There are three issues we need to solve to be able to use these data with TraMineR
.
Time must be discreet because it is used to determine positions or differences between positions in a discreet sequence. Here a solution is to transform hours into quarters of hours.
The only time information provided is Hours Served, i.e. durations. We need additional information (or assumptions) to transform these durations into start and end times. I will assume each individual (id) is observed from time 1 and the hours served are consecutive. Thus, begin time will be 1 for the first spell, 1 plus the duration of the first spell for the second spell, and so on. End time will be the duration of the spell for the first spell, and the previous end time plus the spell duration for the next spells.
There are three categorical variables and it is not clear what should be used as status variable. I will assume that the status is the interaction between the Program Area and the organization number.

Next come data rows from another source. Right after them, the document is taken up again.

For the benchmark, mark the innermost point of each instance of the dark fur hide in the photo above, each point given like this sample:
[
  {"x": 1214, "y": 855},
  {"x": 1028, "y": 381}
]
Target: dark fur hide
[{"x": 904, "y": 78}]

The code below illustrates these transformations:
library(TraMineR)
dat <- read.table(header=TRUE, text="
ID Program.Area Impact.Area Hours.Served Organization.Served x
1 Tutoring Education 2 org 1
1 Hunger Basic.Needs .25 org 2
1 Gardening Beautification 1 org 3
2 Tutoring Education 2 org 4
3 Hunger Basic.Needs 3 org 2
3 Hunger Basic.Needs 1 org 2
4 Tutoring Education 1.5 org 1
4 Tutoring Education 1.5 org 1
4 Tutoring Education 2 org 4
5 Hunger Basic.Needs 1 org 2
5 Hunger Basic.Needs 1 org 5
")
Need discreet time
dat[,4] <- 4*dat[,4]
names(dat)[4] <- "Quarter.Hours.Served"
Computing begin and end times assuming Hours.Served
are consecutive and first spells start at 1.
k <- ncol(dat) + 1
dat[,k] <- 1
dat[,k+1] <- dat[,4]
names(dat)[k] <- "Begin"
names(dat)[k+1] <- "End"
for (i in 2:nrow(dat)) {
if (dat[i-1,1]==dat[i,1]) {
dat[i,k] <- dat[i-1,k+1] + 1
dat[i,k+1] <- dat[i,4] + dat[i-1,k+1]
}
}
Status as interaction between Program Area and org number
dat[,k+2] <- interaction(dat[,2],dat[,"x"])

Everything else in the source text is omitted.